The next morning I went to the mess tent to get something to eat before getting back to the Moleskine. Sun-jo wasn't there.
"Boy very sick," the cook told me
I took a thermos of hot tea over to Sun-jo's tent. He was cocooned in his sleeping bag like a caterpillar larva with only his stocking-capped head sticking out.
"You shouldn't be here," he croaked, but I could tell he was happy to see me.
His eyes were sunken and bloodshot. And maybe it was the dim light coming through the blue nylon tent, but he looked like he had lost ten pounds since I last saw him.

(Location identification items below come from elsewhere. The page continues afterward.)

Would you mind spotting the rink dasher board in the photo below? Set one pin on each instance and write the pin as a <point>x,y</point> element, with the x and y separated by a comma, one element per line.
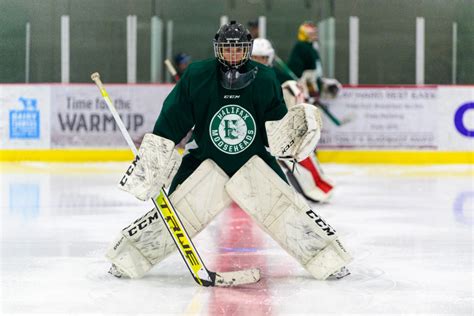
<point>392,124</point>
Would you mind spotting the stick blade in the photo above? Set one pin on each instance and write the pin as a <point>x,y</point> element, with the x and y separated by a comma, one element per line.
<point>236,278</point>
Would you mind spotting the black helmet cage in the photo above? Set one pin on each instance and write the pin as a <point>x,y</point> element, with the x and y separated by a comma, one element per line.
<point>235,41</point>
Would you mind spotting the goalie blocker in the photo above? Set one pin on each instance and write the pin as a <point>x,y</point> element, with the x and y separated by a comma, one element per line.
<point>284,215</point>
<point>146,241</point>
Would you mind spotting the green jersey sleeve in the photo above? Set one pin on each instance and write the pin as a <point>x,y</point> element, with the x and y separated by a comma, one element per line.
<point>176,117</point>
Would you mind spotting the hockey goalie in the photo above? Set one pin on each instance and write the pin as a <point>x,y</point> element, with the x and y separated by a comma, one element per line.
<point>236,108</point>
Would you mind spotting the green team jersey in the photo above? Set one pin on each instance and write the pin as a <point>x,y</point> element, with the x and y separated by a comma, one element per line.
<point>303,56</point>
<point>229,125</point>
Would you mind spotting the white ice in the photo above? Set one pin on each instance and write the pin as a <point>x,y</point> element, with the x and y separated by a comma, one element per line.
<point>409,228</point>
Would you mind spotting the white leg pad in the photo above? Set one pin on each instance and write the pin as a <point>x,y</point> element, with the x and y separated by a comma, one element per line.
<point>286,217</point>
<point>198,200</point>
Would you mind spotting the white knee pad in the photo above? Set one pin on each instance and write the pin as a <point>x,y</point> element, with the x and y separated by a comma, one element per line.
<point>146,241</point>
<point>284,214</point>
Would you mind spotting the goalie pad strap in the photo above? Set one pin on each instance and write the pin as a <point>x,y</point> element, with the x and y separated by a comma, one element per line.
<point>286,217</point>
<point>198,200</point>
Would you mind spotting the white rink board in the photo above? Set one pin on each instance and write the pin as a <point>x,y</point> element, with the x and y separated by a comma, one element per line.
<point>399,118</point>
<point>385,118</point>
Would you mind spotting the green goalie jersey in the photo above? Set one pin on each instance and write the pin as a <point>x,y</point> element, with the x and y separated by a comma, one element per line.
<point>229,125</point>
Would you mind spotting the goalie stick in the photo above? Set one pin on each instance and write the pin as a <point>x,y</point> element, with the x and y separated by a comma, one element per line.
<point>316,102</point>
<point>176,228</point>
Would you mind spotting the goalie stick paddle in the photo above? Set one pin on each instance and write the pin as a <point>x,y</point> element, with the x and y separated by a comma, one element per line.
<point>176,228</point>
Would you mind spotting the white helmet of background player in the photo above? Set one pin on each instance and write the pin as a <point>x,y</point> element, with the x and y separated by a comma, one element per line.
<point>263,49</point>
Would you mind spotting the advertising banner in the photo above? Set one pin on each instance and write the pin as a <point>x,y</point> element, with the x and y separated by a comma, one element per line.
<point>456,118</point>
<point>24,116</point>
<point>382,118</point>
<point>80,117</point>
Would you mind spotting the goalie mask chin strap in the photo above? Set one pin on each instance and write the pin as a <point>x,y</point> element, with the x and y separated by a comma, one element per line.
<point>232,79</point>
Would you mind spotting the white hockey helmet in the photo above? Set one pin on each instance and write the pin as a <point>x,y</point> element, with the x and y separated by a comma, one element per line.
<point>263,47</point>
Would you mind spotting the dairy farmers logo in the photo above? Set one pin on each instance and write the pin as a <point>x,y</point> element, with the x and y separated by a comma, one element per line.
<point>232,129</point>
<point>25,123</point>
<point>458,119</point>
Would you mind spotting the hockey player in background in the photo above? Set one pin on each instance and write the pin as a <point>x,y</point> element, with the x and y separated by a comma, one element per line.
<point>308,178</point>
<point>237,109</point>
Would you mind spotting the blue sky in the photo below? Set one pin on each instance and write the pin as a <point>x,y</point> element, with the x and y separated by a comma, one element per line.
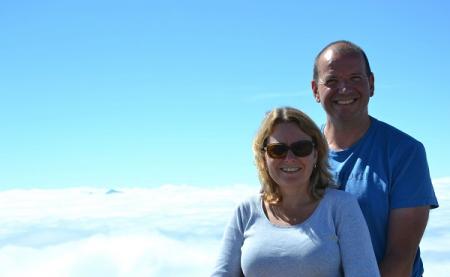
<point>145,93</point>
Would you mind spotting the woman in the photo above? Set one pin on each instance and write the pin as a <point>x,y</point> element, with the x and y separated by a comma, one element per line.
<point>299,225</point>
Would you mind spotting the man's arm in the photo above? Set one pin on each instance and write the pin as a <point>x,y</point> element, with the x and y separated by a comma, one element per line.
<point>406,227</point>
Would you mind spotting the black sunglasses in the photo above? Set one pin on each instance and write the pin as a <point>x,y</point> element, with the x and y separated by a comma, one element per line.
<point>301,148</point>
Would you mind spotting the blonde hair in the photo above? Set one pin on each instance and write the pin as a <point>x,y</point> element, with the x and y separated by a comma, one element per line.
<point>320,178</point>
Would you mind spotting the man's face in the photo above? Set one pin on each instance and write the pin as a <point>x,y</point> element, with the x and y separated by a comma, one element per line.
<point>343,87</point>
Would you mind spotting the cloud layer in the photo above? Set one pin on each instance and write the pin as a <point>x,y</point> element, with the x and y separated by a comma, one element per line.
<point>164,231</point>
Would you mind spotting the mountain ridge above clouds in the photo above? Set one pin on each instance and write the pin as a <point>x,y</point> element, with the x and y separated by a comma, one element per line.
<point>158,231</point>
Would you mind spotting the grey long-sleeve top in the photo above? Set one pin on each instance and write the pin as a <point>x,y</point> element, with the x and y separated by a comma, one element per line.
<point>333,241</point>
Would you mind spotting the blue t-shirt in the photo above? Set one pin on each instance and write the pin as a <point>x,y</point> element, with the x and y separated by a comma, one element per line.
<point>386,169</point>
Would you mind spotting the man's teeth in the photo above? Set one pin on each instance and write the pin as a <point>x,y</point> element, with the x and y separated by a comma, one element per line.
<point>345,102</point>
<point>290,169</point>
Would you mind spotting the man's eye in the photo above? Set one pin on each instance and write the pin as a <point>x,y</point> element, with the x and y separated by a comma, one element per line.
<point>330,82</point>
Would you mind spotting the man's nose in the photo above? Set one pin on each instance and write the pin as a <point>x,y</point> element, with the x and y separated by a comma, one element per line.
<point>343,86</point>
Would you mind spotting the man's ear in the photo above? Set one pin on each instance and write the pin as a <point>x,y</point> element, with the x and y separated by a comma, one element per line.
<point>315,91</point>
<point>372,84</point>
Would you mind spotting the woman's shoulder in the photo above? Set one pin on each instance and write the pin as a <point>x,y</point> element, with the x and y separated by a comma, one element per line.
<point>338,196</point>
<point>250,203</point>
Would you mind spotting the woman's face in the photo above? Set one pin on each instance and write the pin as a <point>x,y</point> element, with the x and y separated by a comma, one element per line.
<point>292,171</point>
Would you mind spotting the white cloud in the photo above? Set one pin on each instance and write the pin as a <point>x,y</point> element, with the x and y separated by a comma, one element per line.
<point>160,231</point>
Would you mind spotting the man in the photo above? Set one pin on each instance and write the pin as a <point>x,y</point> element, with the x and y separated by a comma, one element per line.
<point>383,167</point>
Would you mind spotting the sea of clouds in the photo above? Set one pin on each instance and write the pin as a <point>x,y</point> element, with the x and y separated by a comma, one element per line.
<point>163,231</point>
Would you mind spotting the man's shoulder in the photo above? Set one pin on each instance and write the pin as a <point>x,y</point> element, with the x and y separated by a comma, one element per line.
<point>390,133</point>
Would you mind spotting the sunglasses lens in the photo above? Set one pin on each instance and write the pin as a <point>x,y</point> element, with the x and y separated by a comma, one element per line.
<point>277,151</point>
<point>302,148</point>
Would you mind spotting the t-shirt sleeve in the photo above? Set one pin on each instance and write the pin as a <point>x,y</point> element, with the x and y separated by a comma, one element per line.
<point>411,181</point>
<point>229,259</point>
<point>358,258</point>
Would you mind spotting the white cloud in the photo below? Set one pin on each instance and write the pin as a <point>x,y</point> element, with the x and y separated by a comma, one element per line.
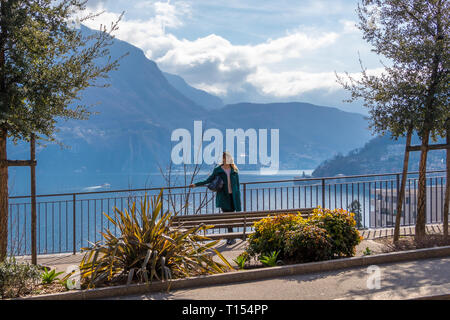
<point>281,67</point>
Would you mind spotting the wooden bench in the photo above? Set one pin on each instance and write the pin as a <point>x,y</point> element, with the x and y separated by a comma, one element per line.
<point>232,220</point>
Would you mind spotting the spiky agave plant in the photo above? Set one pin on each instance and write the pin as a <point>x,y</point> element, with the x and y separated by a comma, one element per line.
<point>149,247</point>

I poured him a cup of tea.
"You shouldn't be here," he repeated.
"Forget it," I said. "You and I have been swapping germs for weeks. I'm immune." I put the cup to his lips, hoping I was right.
"I will be better in a few days."
Looking at him, that was hard to believe, but I said I was sure he was right.
I stopped by the Aid tent. I wasn't sure if Dr. Krieger's duties included treating kitchen help, but if they didn't I was going to talk her into it.
She was tapping away on her laptop, but stopped when I came in.
"How are you feeling today?"
"Fine, but I'm worried about Sun-jo."
She made me open my mouth and shone a light down my throat.
"Inflammation is almost gone," she said, clicking off the light. "But you need to keep taking those antibiotics, especially if you insist on visiting sick people in their tents."
"So you've seen him?" I said.
"Last night and this morning."
"And?"
"And he's sick, but he'll live."
I spent the next two days writing and managed to finish the first Moleskine on the day Josh was to return from ABC and Camp Four. When I got to the end of the notebook I wrote letters to Paula and Patrice thanking them for the artwork they had sent and telling them how I had pinned it up in my tent so it was the first thing I saw in the morning and the last thing I saw at night. I told them that I missed them so bad, I was thinking about rustling a yak and riding it back to New York.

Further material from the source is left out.